Please use this identifier to cite or link to this item: https://www.um.edu.mt/library/oar/handle/123456789/88954
Title: Is depression a cause of metabolic abnormality? A European small state experience
Authors: Cuschieri, Sarah
Keywords: Metabolism -- Disorders -- Malta
Depression, Mental -- Malta
Hypercholesteremia -- Malta
Mental illness
Issue Date: 2020
Publisher: Oxford Academic
Citation: Cuschieri, S. (2020). Is depression a cause of metabolic abnormality? A European Small State experience. European Journal of Public Health, 30(Suppl. 5), ckaa166-1009.

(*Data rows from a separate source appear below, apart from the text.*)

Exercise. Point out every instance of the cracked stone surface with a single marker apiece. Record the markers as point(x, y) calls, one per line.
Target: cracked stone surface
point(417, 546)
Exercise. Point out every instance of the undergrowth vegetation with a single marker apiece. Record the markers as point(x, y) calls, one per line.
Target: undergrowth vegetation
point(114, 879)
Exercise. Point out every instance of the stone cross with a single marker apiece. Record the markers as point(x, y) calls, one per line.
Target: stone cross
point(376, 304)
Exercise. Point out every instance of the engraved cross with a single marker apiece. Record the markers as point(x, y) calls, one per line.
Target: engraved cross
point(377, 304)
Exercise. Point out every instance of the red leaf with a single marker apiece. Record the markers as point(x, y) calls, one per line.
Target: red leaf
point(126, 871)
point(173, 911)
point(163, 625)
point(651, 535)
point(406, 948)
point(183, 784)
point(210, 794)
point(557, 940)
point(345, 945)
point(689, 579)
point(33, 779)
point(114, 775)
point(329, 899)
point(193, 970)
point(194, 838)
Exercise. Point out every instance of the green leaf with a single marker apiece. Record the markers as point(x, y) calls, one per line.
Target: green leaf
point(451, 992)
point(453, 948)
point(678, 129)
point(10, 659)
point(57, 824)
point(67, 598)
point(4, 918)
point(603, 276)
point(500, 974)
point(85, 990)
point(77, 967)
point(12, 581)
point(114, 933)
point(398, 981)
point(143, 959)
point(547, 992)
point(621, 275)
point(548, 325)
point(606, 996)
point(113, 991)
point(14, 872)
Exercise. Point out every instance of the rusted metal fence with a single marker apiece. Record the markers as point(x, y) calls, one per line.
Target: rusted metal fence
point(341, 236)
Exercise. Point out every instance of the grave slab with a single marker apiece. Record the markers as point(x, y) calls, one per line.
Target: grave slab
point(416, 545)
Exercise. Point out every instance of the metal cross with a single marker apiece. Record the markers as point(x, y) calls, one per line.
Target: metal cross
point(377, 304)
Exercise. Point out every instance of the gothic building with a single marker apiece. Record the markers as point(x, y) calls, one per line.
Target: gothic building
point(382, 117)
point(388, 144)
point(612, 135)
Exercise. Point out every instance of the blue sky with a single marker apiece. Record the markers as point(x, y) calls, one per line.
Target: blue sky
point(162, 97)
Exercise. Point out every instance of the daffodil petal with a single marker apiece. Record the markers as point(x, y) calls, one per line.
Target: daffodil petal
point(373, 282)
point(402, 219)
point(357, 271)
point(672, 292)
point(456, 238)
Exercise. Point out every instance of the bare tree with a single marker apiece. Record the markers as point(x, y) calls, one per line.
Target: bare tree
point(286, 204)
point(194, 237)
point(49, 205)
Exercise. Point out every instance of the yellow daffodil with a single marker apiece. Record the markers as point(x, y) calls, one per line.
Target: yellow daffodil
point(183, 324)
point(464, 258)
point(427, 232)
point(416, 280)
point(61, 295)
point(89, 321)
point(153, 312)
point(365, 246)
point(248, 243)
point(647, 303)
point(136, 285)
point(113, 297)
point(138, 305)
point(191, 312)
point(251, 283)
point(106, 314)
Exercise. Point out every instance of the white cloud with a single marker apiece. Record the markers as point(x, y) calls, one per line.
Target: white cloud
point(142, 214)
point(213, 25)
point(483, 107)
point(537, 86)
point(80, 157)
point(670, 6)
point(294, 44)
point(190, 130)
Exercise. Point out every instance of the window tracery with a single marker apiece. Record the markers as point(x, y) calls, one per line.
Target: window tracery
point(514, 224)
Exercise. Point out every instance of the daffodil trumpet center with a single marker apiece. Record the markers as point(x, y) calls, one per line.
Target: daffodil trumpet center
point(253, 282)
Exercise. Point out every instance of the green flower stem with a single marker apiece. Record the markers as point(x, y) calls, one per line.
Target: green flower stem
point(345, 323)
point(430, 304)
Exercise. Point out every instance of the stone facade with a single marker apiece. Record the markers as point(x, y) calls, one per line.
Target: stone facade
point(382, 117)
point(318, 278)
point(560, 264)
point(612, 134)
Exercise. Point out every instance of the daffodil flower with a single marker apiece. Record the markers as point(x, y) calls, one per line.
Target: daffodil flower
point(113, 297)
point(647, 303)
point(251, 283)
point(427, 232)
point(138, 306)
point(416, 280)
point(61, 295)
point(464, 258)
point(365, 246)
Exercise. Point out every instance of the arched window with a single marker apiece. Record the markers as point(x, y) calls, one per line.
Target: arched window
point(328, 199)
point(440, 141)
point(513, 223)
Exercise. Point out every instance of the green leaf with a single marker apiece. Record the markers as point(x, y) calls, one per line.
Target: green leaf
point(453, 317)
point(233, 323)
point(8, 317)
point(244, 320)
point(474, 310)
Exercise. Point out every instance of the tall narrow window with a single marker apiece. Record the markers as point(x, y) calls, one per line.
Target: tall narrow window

Abstract: Background: A relationship between depression and metabolic syndrome has been reported. Considering the diabesity rates effecting the small state of Malta it was considered appropriate to explore for links between these diseases, their metabolic determinants with depression. Methods: A national health examination survey was conducted. A validated questionnaire note down (1) self-reported depression (2) anti-depressive medication (3) PHQ-9 depression symptoms score (>5 positive for depression). Participants with the presence of one or more of these variables were labelled as having depression. Body mass index (BMI), waist circumference (WC) and blood pressure (BP) were measured. Blood testing for fasting blood glucose (FBG) and lipid profile were performed. The biochemical (FBG, Lipid profiles) and anthropometric profiles (BMI, WC, BP) of the depression population were compared to those without this disease. Univariant and multivariant binary logistic regression models were performed. Results: The depression population (17.2% of the total population) had significantly higher median LDL, triglyceride (TG) and total cholesterol (TC) levels when compared to those without the disease (p = <0.01). On univariant modelling each variable (LDL OR:1.15 p = 0.01; TG OR:1.16 p = 0.01; TC OR:1.64 p = <0.01) showed a positive association with having depression even after adjusting for confounding factors (sex, age, education, smoking, alcohol habits). On multivariant modelling only an increase in TC was associated with increased risk of having depression (OR: 1.36 CI95%: 1.05-1.76 p = 0.02) after adjusting for confounders. Conclusions: The various components of the metabolic syndrome appeared not to be associated with a diagnosis of depression. Only high cholesterol level exhibited a metabolic link with depression. Although further research is merited, it is suggested that physicians incorporate a depression screening tool as part of their consultation when examining high-risk patients. Key messages: A metabolic syndrome profile is not linked with depression. A high cholesterol level is linked with depression, making these individuals susceptible to potential cardiovascular disease.